Re: Multiple script Handling (kanji - kana)

From: Berthold Frommann (charanchan2001@yahoo.co.jp)
Date: Fri Jan 25 2002 - 04:03:05 EST

Previous message: David Hopwood: "Re: Unicode 3.2: BETA files updated"
In reply to: Rajat Bawa: "Multiple script Handling"
Next in thread: Marco Cimarosti: "RE: Multiple script Handling (kanji - kana)"
Reply: Marco Cimarosti: "RE: Multiple script Handling (kanji - kana)"
Reply: $B$m!;!;!;!;(B $B$m!;!;!;(B: "RE: Multiple script Handling (kanji - kana)"
Reply: Anil Joshi: "RE: Multiple script Handling (kanji - kana)"
Reply: Marco Cimarosti: "RE: Multiple script Handling (kanji - kana)"
Messages sorted by: [ date ] [ thread ] [ subject ] [ author ] [ attachment ]
Mail actions: [ respond to this message ] [ mail a new topic ]

Hi Rajat,

> Any solutions to handle the same ( or in other words to compare 2 Japanese
> strings written in different scripts or by mixture of two scripts) ??
It is definitely a non-trivial task.
If you just want to transform a katakana string into hiragana (or vice
versa), it is very easy. But as soon as you start dealing with kanji, it
gets really, really tricky.

Whereas Chinese - mostly - only has one reading per character, kanji very
often have multiple readings. If you want to compare a kanji string to a
hiragana string, you have to find out the reading of the kanji - and there
is no 1-to-1 table for doing this, rather 1-to-n.
You would need a dictionary of Japanese to determine the reading of a
compound. But some compounds have various readings, depending on the
context. So you would also need a semantic analysis of the sentence!

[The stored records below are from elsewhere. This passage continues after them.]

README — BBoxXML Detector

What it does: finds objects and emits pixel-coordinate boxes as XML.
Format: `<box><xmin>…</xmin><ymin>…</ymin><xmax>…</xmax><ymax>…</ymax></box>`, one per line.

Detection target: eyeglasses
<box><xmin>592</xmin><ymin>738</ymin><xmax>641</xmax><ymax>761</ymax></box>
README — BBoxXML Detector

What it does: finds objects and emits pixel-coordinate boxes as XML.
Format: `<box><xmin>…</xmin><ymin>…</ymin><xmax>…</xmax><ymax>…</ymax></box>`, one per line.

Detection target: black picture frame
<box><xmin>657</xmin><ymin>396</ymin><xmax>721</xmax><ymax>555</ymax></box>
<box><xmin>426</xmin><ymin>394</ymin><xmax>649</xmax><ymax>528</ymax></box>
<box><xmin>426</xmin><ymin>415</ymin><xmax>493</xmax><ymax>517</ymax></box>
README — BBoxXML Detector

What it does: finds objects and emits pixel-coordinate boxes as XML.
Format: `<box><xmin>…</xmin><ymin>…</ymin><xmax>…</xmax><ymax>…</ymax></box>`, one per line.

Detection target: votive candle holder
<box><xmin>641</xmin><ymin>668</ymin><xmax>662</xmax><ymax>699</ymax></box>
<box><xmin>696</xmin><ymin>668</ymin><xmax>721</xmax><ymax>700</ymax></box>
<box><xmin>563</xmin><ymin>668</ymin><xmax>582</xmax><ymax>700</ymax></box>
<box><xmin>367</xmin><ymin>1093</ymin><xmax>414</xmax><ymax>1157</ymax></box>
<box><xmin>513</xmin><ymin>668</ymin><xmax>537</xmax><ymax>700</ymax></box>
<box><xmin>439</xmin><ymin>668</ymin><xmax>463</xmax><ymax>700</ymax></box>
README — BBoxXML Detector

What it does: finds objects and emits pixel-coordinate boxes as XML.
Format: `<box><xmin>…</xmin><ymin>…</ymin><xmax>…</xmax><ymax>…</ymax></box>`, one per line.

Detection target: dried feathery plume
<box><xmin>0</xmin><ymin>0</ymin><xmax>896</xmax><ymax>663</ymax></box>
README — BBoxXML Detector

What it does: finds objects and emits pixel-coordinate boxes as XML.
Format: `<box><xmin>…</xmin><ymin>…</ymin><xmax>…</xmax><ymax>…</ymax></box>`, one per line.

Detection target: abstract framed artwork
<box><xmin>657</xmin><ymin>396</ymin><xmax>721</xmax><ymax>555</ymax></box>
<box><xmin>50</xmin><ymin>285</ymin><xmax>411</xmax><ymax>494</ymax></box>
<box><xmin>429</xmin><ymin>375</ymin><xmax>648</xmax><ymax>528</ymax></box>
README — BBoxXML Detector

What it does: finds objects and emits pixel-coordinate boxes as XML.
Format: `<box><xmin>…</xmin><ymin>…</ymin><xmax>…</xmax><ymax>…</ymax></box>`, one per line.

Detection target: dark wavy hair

生物 = 1. seibutsu, 2. namamono
今日 = 1. konnichi, 2. kyou
上手 = 1. jouzu, 2. uwate, 3. kamite
下 = 1. ka, 2. ge, 3. shita, 4. shimo, 5. moto, 6. sa(...), 7. kuda(...), 8.
o(riru)

Readings of place names and personal names are especially difficult to
figure out.
However, it really depends on what kind of data you are about to process. If
you e.g. have two fields for a Japanese person's name, one in kanji, and the
transcription in kana, you could at least check whether it is among the
correct transcriptions of the name ... (sigh!)

Regards,
Berthold

__________________________________________________
Do You Yahoo!?
Yahoo! BB is Broadband by Yahoo! http://bb.yahoo.co.jp/

Previous message: David Hopwood: "Re: Unicode 3.2: BETA files updated"
In reply to: Rajat Bawa: "Multiple script Handling"
Next in thread: Marco Cimarosti: "RE: Multiple script Handling (kanji - kana)"
Reply: Marco Cimarosti: "RE: Multiple script Handling (kanji - kana)"
Reply: $B$m!;!;!;!;(B $B$m!;!;!;(B: "RE: Multiple script Handling (kanji - kana)"
Reply: Anil Joshi: "RE: Multiple script Handling (kanji - kana)"
Reply: Marco Cimarosti: "RE: Multiple script Handling (kanji - kana)"
Messages sorted by: [ date ] [ thread ] [ subject ] [ author ] [ attachment ]
Mail actions: [ respond to this message ] [ mail a new topic ]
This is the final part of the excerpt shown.